# 02 - Analysis & Visualizations

**SC/MATH 1130 A - Introduction to Data Science**

**Project**: The Impact of AI on Canadian Wages

---

## Analysis Sections

- **Section 2.1**: Historical Wage Growth (2012-2024)
- **Section 2.2**: Entry-Level Job Market Impact
- **Section 2.3**: Occupational Vulnerability Assessment

---


## Setup & Imports


In [None]:
import pandas as pd
import matplotlib.pyplot as plt
import seaborn as sns
from pathlib import Path
import warnings

warnings.filterwarnings("ignore")

# Setup paths
BASE_DIR = Path("..")
MERGED_DATA = BASE_DIR / "data" / "merged"
OUTPUTS_FIGURES = BASE_DIR / "outputs" / "figures"
OUTPUTS_TABLES = BASE_DIR / "outputs" / "tables"

# Create output directories
OUTPUTS_FIGURES.mkdir(parents=True, exist_ok=True)
OUTPUTS_TABLES.mkdir(parents=True, exist_ok=True)

# Set plotting style
plt.style.use("seaborn-v0_8-darkgrid")
sns.set_palette("husl")

print("✅ Setup complete!")
print(f"Output figures: {OUTPUTS_FIGURES}")
print(f"Output tables: {OUTPUTS_TABLES}")

## Load Master Dataset


In [None]:
# Load merged dataset from cleaning notebook
df = pd.read_csv(MERGED_DATA / "master_dataset.csv")

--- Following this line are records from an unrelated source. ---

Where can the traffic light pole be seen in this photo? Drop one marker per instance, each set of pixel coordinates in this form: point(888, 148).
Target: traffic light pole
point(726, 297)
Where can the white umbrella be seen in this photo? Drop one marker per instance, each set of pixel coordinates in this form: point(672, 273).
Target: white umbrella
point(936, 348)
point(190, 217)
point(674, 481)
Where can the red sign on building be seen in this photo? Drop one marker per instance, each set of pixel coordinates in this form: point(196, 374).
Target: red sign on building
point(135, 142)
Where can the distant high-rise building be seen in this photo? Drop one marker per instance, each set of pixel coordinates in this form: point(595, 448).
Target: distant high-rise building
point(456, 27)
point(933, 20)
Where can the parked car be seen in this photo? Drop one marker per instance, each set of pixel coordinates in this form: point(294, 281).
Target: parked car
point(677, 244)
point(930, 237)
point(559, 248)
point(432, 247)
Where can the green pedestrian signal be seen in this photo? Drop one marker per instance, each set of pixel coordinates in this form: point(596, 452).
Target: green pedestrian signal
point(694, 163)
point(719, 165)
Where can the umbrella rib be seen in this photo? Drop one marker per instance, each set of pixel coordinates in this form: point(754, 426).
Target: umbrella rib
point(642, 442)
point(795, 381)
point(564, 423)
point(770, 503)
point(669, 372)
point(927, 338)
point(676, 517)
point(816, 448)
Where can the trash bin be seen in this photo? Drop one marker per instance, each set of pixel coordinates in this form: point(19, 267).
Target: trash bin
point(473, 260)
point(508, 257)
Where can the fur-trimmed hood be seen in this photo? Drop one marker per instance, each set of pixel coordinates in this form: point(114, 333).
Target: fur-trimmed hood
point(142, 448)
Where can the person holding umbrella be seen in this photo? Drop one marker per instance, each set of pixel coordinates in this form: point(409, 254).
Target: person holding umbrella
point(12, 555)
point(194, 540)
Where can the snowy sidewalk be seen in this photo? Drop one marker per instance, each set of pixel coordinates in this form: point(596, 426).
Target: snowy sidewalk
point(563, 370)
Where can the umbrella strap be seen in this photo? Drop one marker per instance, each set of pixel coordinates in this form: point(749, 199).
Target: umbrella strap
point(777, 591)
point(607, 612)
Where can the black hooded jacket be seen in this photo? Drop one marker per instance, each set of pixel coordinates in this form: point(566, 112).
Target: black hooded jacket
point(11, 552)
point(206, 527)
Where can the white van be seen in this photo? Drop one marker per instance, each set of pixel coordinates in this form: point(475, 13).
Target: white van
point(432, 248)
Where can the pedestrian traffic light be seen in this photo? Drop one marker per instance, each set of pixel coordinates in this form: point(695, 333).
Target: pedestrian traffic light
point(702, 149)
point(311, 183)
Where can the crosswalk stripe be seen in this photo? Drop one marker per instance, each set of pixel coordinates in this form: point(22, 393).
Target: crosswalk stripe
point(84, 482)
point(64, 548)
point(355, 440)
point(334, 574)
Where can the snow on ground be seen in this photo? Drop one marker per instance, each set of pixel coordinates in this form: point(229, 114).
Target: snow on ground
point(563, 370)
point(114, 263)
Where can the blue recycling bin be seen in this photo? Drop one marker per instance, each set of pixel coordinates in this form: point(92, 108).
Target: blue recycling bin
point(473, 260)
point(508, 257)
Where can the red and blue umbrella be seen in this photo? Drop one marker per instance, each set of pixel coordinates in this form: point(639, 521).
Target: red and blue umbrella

print(f"Dataset shape: {df.shape}")
print(f"Years: {df['Reference_Period'].min()} - {df['Reference_Period'].max()}")
print(f"\nColumns: {df.columns.tolist()}")
df.head()

In [None]:
# Quick data quality check
print("Missing values per column:")
print(df.isnull().sum())

print("\nData types:")
print(df.dtypes)

---
# Section 2.1: Historical Wage Growth Analysis

## Research Question:
Have AI-adopting industries experienced different wage growth patterns (2012-2024) compared to low-AI sectors, and does this create widening income inequality?

## Tasks:
1. Calculate wage growth rates by industry and year
2. Compare AI-adopting vs non-AI industries
3. Visualize trends over time
4. Compute inequality metrics (wage spread, Gini coefficient, etc.)
5. Generate summary statistics

---


In [None]:
# Define pre-AI and post-AI periods
PRE_AI_YEARS = range(2012, 2020)  # Before COVID & LLMs
POST_AI_YEARS = range(2020, 2025)  # After COVID & LLMs

df["Period"] = df["Reference_Period"].apply(
    lambda x: "Pre-AI (2012-2019)" if x in PRE_AI_YEARS else "Post-AI (2020-2024)"
)

print("Period distribution:")
print(df["Period"].value_counts())

In [None]:
# TODO: Calculate wage growth rates by industry
# Hint: Group by industry and year, calculate percent change

# YOUR CODE HERE


In [None]:
# TODO: Create line plot - Median wage over time by AI exposure
# Compare high-AI industries vs low-AI industries

fig, ax = plt.subplots(figsize=(12, 6))

# YOUR CODE HERE

plt.title("Median Wage Trends: AI-Adopting vs Non-AI Industries (2012-2024)", fontsize=14, fontweight="bold")
plt.xlabel("Year", fontsize=12)
plt.ylabel("Median Hourly Wage ($)", fontsize=12)
plt.legend()
plt.tight_layout()
plt.savefig(OUTPUTS_FIGURES / "subtopic1_wage_trends.png", dpi=300)
plt.show()

In [None]:
# TODO: Create box plot - Wage distribution by AI exposure
# Show inequality within and between industries

fig, ax = plt.subplots(figsize=(10, 6))

# YOUR CODE HERE

plt.title("Wage Distribution: AI-Adopting vs Non-AI Industries", fontsize=14, fontweight="bold")
plt.ylabel("Hourly Wage ($)", fontsize=12)
plt.tight_layout()
plt.savefig(OUTPUTS_FIGURES / "subtopic1_wage_distribution.png", dpi=300)
plt.show()

In [None]:
# TODO: Calculate summary statistics
# Mean wage growth, median, std dev by industry category

# YOUR CODE HERE

# Save summary table
# summary_stats.to_csv(OUTPUTS_TABLES / 'subtopic1_summary_stats.csv', index=False)
# print("✅ Saved: subtopic1_summary_stats.csv")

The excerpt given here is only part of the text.